On Saturday was held the conference – centered on the Amazon and its Synod – organized by the Plinio Corrêa de Oliveira Institute (IPCO). Among the many valuable lectures, let us recall two that contradict the unfortunate clichés present in the preparatory document of the Synod and the mentality of many of its organizers. The first was by an Indian, Jonas Marcolino Macuxi, of the Macuxi Amazonian ethnic group. He recounted that he hunted and fished until the age of twelve. His parents were illiterate. He studied mathematics and graduated in law. Today, he is a leading exponent of the United Indigenous of Northern Roraima’s Defense Society. There are about 12,000 Macuxi in Raposa Serra do Sol. Jonas says that “70% are against the delimitation of the reserve …. We are integrated since 1988, have electricity, cars, buses, and live in productive villages. The absolute majority of the Indians in the Brazilian Amazon are asking for progress. The problem is that some would like us to go back to the Stone Age.”

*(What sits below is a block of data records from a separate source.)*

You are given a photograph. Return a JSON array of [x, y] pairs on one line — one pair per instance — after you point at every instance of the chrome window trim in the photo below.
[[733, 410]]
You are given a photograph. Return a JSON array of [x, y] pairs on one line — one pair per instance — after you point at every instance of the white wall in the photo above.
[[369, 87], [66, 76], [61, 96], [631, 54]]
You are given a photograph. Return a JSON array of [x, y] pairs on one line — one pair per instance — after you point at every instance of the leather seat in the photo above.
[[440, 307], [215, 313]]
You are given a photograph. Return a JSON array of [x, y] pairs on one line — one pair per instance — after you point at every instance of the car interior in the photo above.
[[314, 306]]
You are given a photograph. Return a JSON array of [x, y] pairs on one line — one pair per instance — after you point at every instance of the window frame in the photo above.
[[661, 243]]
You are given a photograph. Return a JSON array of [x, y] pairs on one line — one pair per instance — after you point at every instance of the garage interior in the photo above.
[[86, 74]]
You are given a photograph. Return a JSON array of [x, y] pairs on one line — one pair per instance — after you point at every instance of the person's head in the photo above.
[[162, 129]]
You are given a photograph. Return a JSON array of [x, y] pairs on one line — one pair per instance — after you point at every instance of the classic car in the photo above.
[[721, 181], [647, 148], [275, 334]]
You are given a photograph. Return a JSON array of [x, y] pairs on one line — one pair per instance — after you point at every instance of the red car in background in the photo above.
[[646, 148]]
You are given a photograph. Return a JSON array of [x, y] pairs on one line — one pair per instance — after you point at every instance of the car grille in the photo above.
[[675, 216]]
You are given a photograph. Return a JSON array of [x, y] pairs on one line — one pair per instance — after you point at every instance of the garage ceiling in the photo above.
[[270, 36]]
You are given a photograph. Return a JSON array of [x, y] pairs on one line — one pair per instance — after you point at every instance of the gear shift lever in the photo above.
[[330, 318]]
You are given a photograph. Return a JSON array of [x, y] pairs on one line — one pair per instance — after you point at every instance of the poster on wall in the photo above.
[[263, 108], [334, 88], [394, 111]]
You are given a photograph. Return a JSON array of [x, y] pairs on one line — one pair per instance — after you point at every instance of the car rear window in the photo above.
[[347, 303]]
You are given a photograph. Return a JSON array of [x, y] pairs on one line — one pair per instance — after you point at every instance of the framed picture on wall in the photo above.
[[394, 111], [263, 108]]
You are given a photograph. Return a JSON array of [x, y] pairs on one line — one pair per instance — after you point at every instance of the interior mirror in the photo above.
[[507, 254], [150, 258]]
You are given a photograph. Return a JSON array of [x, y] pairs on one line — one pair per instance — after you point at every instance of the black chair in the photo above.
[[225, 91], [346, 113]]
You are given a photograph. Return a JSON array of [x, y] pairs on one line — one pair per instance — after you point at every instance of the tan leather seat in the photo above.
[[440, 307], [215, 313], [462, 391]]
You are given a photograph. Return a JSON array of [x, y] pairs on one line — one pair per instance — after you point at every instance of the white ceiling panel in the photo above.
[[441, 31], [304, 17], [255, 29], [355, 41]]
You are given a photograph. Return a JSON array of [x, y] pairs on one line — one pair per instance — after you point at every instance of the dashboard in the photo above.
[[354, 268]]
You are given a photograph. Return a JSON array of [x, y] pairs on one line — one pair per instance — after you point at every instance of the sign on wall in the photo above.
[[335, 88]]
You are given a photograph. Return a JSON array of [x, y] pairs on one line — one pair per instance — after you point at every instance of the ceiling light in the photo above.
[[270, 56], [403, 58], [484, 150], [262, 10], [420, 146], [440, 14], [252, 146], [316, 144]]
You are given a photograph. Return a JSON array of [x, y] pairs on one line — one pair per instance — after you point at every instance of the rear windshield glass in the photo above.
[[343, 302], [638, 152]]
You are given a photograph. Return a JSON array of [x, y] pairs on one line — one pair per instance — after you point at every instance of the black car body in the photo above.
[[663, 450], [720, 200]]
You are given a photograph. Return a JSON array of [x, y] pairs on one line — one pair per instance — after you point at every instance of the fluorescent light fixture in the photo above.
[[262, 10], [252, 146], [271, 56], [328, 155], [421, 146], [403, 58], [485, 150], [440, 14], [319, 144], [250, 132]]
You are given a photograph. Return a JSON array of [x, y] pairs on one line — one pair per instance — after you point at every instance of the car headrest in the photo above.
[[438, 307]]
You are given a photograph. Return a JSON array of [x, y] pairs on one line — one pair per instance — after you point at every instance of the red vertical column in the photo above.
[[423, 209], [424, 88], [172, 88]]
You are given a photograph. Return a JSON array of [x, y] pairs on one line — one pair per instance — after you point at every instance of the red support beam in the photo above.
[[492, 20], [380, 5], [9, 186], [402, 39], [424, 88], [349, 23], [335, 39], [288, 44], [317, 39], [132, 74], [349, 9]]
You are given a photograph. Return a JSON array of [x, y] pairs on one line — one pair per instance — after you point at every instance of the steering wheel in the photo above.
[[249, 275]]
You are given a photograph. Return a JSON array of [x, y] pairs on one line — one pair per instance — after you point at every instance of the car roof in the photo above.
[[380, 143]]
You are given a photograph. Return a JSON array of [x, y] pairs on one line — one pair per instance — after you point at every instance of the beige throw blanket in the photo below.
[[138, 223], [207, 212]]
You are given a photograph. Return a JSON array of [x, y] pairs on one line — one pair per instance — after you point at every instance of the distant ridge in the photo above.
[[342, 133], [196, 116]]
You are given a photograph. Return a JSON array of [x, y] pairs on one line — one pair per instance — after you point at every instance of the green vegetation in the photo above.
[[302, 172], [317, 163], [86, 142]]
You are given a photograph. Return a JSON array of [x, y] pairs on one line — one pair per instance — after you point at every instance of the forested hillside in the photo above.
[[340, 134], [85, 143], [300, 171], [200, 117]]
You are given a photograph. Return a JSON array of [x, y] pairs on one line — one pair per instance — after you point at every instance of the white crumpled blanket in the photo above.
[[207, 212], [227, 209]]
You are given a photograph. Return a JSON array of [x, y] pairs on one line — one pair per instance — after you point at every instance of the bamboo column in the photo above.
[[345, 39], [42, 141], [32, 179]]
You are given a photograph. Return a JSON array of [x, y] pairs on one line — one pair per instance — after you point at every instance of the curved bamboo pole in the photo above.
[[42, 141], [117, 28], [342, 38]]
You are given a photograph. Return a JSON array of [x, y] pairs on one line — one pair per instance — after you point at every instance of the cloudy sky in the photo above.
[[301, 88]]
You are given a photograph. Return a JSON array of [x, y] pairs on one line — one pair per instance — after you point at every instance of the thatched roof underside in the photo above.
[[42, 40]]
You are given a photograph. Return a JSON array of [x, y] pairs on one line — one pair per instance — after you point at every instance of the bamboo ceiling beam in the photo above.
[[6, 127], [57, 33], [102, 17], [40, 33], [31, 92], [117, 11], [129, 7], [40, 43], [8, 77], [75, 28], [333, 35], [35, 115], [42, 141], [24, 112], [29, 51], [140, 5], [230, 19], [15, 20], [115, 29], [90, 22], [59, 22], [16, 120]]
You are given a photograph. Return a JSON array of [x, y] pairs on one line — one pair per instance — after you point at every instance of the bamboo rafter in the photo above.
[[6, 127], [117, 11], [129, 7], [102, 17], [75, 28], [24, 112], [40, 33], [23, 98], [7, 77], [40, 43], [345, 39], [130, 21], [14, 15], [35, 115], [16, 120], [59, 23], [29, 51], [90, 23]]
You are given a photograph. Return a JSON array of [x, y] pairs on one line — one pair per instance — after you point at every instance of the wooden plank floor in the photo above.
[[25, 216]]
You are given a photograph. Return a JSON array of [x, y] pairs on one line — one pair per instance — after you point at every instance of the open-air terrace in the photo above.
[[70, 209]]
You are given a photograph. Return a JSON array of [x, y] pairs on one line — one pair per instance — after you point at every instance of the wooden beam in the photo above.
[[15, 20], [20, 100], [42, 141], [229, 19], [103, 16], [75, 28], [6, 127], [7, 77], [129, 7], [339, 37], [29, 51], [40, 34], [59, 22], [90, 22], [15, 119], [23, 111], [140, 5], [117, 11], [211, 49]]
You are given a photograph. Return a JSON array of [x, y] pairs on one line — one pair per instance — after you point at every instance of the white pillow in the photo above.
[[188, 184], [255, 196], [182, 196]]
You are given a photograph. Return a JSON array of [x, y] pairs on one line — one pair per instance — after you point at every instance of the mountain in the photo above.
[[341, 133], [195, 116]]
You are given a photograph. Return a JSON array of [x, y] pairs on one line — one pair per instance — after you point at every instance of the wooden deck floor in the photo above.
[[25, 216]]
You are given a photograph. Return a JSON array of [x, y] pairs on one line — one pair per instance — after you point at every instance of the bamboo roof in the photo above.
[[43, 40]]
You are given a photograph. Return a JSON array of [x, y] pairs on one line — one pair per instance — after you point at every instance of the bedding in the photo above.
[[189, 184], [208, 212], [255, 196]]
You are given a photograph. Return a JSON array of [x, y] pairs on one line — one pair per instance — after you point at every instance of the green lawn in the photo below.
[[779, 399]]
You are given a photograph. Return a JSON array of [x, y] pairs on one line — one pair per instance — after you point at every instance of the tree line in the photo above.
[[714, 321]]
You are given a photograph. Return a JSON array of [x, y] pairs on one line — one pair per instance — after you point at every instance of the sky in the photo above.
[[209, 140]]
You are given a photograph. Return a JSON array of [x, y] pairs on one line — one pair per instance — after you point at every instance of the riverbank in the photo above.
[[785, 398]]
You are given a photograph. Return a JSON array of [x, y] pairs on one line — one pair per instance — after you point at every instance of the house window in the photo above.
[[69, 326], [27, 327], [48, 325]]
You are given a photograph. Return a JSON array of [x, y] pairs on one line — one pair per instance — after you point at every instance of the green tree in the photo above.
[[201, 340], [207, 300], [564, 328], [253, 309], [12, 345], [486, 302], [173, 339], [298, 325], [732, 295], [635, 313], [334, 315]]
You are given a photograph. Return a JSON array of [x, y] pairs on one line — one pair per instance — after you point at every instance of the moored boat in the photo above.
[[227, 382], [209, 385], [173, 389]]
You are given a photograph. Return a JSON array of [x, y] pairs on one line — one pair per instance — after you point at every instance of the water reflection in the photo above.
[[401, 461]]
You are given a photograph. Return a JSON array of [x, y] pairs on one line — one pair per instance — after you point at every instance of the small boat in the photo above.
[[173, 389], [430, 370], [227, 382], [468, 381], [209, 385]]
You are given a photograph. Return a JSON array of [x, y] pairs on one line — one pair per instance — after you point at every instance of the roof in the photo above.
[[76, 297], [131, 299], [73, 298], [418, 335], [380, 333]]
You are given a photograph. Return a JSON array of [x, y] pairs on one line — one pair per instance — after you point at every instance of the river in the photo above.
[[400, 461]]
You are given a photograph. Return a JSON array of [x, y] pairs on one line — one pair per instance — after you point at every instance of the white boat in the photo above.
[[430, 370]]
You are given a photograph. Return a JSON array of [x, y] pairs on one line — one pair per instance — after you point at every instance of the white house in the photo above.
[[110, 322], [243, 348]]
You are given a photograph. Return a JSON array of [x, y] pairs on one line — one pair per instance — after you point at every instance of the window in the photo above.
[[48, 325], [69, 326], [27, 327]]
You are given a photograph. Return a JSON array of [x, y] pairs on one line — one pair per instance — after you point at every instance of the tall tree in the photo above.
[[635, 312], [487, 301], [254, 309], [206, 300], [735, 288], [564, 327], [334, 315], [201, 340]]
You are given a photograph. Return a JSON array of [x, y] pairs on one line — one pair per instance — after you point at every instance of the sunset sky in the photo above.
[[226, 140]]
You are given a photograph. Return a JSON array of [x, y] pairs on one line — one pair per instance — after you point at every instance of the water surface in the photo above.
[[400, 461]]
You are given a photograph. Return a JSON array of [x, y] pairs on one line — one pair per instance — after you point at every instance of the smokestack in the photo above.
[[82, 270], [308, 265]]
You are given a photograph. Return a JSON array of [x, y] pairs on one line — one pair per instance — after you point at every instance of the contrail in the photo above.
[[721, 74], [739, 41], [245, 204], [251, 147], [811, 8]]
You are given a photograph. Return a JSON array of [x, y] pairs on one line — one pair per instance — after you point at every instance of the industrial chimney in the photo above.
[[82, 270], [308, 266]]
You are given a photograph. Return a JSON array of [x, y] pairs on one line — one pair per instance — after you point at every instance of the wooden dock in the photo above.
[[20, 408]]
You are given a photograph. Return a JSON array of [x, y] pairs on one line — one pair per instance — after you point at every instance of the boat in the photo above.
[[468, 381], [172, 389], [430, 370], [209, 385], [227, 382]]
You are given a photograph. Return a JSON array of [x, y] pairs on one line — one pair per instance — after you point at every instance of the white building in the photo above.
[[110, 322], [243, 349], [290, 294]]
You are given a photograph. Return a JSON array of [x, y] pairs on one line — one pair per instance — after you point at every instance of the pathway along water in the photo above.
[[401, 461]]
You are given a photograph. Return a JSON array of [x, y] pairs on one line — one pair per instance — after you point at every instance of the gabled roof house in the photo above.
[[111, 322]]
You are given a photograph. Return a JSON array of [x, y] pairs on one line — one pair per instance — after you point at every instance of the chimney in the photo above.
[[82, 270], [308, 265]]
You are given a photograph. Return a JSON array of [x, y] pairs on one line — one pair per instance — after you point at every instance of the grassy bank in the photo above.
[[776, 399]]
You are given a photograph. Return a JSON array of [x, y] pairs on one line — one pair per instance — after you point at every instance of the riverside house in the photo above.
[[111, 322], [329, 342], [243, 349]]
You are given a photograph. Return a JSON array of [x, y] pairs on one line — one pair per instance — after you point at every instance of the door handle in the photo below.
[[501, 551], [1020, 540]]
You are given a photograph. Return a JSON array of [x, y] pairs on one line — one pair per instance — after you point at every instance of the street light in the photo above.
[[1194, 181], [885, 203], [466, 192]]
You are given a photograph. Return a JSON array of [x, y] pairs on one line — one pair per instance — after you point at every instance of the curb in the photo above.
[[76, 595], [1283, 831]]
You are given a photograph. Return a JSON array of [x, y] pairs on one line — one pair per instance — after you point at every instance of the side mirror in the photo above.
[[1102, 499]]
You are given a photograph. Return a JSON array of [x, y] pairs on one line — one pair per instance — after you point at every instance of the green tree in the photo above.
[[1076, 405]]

And Luiz Carlos Baldicero Molion, Brazilian meteorologist, professor and researcher at the Federal University of Alagoas, essentially said that there is no human-caused climate change or global warming, but natural climate variations. Concrete physical arguments suggest that global warming between 1916 and 1945 was caused by solar activity (the largest in the last 400 years); the 1976-2005 warming period, attributed to human activities, was caused instead by a 5% reduction of cloud cover and by the great frequency of events like El Niño. For the next few years, there is a tendency toward cooling (cloud cover increases) in the Pacific Ocean, which is the most important factor for the global climate. In Europe, there will be longer winters in the coming years. Molion denied the cliché that the Amazon is the green lung of the world. He posits that the Amazon is not essential for the distribution of rainfall in other regions far from South America because the Amazon is not a source of humidity for the atmosphere. The forest consumes more oxygen than it produces. The forest does not actually produce water, but recycles water that has fallen in previous rains.
Certainly, time will tell how many of these truths and doubts will make inroads at a Synod so ideologically prefabricated and pre-established. They will probably be very few, as the experience of previous synods shows that what happens behind Vatican walls has little influence on the future results of the event, established even before the works begin.